Dodatkowe informacje
Opisane powyżej aresztowanie i uwięzienie dziennikarzy jest najnowszym posunięciem władz  w całej serii kroków zmierzających do utemperowania mediów krytykujących sytuację w Czadzie.
W lutym 2004 roku Tchangis Vatankhah, dyrektor prywatnej lokalnej rozgłośni radiowej Radio Brakos w Moissali w południowym Czadzie, został wezwany na przesłuchanie na posterunek policji w Moissali, gdzie, zgodnie z doniesieniami, został pobity. Było to następstwem wyemitowania wywiadu z przywódcą opozycyjnej partii Narodowej Unii dla Rozwoju i Odrodzenia. Został zwolniony dwa dni później i żadne zarzuty nie zostały mu postawione.

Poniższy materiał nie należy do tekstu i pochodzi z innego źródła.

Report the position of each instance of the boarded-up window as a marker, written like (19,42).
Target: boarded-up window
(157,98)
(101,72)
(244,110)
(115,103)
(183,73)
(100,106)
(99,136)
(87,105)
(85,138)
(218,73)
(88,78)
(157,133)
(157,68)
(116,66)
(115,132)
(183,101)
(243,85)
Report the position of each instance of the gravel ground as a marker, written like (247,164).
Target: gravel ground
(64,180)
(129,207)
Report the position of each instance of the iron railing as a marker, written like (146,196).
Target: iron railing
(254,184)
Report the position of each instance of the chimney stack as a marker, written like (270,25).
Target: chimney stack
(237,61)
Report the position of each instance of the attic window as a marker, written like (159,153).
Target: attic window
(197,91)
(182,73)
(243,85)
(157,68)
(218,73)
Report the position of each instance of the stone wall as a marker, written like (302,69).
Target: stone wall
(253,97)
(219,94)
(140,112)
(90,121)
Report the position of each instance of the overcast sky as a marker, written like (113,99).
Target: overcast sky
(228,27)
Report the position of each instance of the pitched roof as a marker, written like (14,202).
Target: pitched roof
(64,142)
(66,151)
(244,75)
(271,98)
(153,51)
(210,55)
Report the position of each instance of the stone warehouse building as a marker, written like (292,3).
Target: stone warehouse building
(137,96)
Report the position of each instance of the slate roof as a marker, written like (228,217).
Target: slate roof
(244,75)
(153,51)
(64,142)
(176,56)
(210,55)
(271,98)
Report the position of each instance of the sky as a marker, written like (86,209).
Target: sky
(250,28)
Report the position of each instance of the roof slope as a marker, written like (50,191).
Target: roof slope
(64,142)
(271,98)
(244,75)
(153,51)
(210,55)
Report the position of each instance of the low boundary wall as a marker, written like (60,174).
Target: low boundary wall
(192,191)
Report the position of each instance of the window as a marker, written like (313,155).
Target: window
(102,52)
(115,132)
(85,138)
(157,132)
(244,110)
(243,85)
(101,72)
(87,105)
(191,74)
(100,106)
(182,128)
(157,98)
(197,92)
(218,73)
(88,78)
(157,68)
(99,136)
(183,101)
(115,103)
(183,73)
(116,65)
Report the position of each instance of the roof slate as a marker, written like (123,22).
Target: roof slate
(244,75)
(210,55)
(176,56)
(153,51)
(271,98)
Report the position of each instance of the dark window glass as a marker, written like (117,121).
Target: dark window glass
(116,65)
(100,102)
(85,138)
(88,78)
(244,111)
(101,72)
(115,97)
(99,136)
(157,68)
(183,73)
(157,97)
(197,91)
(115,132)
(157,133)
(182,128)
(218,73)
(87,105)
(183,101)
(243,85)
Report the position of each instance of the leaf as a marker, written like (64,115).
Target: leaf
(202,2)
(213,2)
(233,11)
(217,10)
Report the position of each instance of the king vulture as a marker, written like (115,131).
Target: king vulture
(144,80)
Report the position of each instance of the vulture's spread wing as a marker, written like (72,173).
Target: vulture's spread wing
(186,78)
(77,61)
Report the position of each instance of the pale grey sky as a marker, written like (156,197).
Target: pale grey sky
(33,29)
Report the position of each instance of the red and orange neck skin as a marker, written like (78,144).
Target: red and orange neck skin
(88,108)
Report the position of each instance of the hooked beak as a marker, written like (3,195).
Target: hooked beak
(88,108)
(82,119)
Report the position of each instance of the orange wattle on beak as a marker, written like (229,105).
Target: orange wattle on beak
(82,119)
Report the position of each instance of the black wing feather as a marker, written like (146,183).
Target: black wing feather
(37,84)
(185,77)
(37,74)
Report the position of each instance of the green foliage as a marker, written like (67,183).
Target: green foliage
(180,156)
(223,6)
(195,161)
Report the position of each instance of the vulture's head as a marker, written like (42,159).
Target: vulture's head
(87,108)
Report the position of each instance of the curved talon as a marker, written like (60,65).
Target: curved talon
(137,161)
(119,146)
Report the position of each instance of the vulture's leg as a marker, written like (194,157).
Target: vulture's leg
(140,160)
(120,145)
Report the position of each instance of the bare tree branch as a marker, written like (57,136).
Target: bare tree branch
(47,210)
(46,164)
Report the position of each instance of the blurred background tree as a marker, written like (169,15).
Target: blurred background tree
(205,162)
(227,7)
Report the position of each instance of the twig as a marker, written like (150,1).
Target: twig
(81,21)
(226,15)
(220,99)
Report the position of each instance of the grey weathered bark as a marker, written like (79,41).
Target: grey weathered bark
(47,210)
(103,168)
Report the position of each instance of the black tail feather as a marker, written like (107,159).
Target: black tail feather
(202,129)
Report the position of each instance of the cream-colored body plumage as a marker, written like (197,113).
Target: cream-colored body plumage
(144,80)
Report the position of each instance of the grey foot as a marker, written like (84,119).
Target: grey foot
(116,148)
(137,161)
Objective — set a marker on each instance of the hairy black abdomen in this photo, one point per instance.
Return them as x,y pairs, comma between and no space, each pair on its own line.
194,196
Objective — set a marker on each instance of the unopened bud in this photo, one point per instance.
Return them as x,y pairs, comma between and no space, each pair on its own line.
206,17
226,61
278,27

W maju 2004 roku innej prywatnej rozgłośni radiowej FM Liberté, której działalność była już czasowo zawieszona w 2003 roku, groziło zamknięcie po tym jak działacze polityczni wezwali na antenie do udziału w demonstracji przeciwko poprawce konstytucyjnej uprawniającej prezydenta Déby do ponownego udziału w wyborach prezydenckich.